Prior debiasing proposals conjectured that a stand-alone sketch cannot handle biased distributions well. This conclusion originates from the extrapolation of repetition code insights and/or application of the \((n-k)\) bound. The precise entropy loss behavior for larger codes, e.g., a BCH \([n = 127, k = 64, d = 21]\) code as in Fig. 7, was an educated guess so far. Our newly derived bounds clearly resolve this motivational uncertainty, in addition to making stand-alone sketches more competitive. For low-bias situations, the \((n-k)\) bound already resulted in a competitive sketch [22]; the new bounds can only improve hereupon. We emphasize that modern high-quality PUFs tend to have a low bias. Notable cases of a high bias can typically be attributed to an avoidable asymmetry in the circuit. Nevertheless, for high-bias situations, the new bounds clearly indicate the need of debiasing schemes. The benefit is amplified by choosing a sketch with a k-bit output, several of which are listed in the extended version of this manuscript. The uniform output is then directly usable as a key, hereby eliminating the \(\mathsf {Hash}\) function and its additional min-entropy loss in case the leftover hash lemma is applied.

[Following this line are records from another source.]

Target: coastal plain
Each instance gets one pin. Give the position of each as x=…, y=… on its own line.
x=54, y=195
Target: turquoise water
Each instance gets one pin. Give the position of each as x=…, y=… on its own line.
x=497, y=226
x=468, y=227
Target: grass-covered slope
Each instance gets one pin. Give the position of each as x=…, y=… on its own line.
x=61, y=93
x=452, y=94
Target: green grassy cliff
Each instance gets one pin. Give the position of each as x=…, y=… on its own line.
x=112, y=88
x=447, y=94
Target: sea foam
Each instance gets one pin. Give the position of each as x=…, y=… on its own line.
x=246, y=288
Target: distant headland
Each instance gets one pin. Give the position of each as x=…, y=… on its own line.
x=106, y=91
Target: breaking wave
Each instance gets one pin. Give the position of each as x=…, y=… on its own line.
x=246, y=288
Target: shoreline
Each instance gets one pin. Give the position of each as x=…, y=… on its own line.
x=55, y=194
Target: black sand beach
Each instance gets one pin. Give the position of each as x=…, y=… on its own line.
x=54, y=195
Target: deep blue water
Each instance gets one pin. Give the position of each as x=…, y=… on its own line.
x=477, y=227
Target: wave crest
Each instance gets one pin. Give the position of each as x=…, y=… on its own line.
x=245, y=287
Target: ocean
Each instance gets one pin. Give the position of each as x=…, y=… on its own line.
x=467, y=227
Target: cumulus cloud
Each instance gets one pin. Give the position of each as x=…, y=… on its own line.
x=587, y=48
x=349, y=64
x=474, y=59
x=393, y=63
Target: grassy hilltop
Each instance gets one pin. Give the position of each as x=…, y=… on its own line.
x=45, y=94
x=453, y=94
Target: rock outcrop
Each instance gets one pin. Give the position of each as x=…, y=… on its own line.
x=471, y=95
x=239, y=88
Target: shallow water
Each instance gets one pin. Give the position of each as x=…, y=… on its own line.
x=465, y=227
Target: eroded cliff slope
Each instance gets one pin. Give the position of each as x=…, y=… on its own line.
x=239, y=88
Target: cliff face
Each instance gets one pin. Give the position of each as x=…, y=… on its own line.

Finally, we highlight that one of the von Neumann debiasing schemes in [22] was claimed to be reusable. This claim holds, despite overlooking the misuse of Boyen’s proof and stating that a stand-alone sketch is reusable. A side effect of retaining pairs of alternating bits only, i.e., 01 and 10, is that the imbalance in error rates between 0 and 1 cannot be observed in the helper data. The scheme is considerably less efficient than other von Neumann variants though, showing that reusability comes at a price.

5 Conclusion

Secure sketches are the main workhorse of modern PUF-based key generators. The min-entropy loss of most sketches is upper-bounded by \((n-k)\) bits and designers typically instantiate system parameters accordingly. However, the latter bound tends to be overly pessimistic, resulting in an unfortunate implementation overhead. We showcased the proportions for a prominent category of PUFs, with bias and spatial correlations acting as the main non-uniformities. New considerably tighter bounds were derived, valid for a variety of popular but algebraically complex codes. These bounds are unified in the sense of being applicable to seven secure sketch constructions. Deriving tighter alternatives for the \((n-k)\) bound counts as unexplored territory and we established the first significant stepping stone. New techniques may have to be developed in order to tackle more advanced second-order distributions. Elaborating a wider range of applications would be another area of progress. We hope to have showcased the potential by debunking the main security claim of the reverse fuzzy extractor and by providing proper quantitative motivation for debiasing schemes.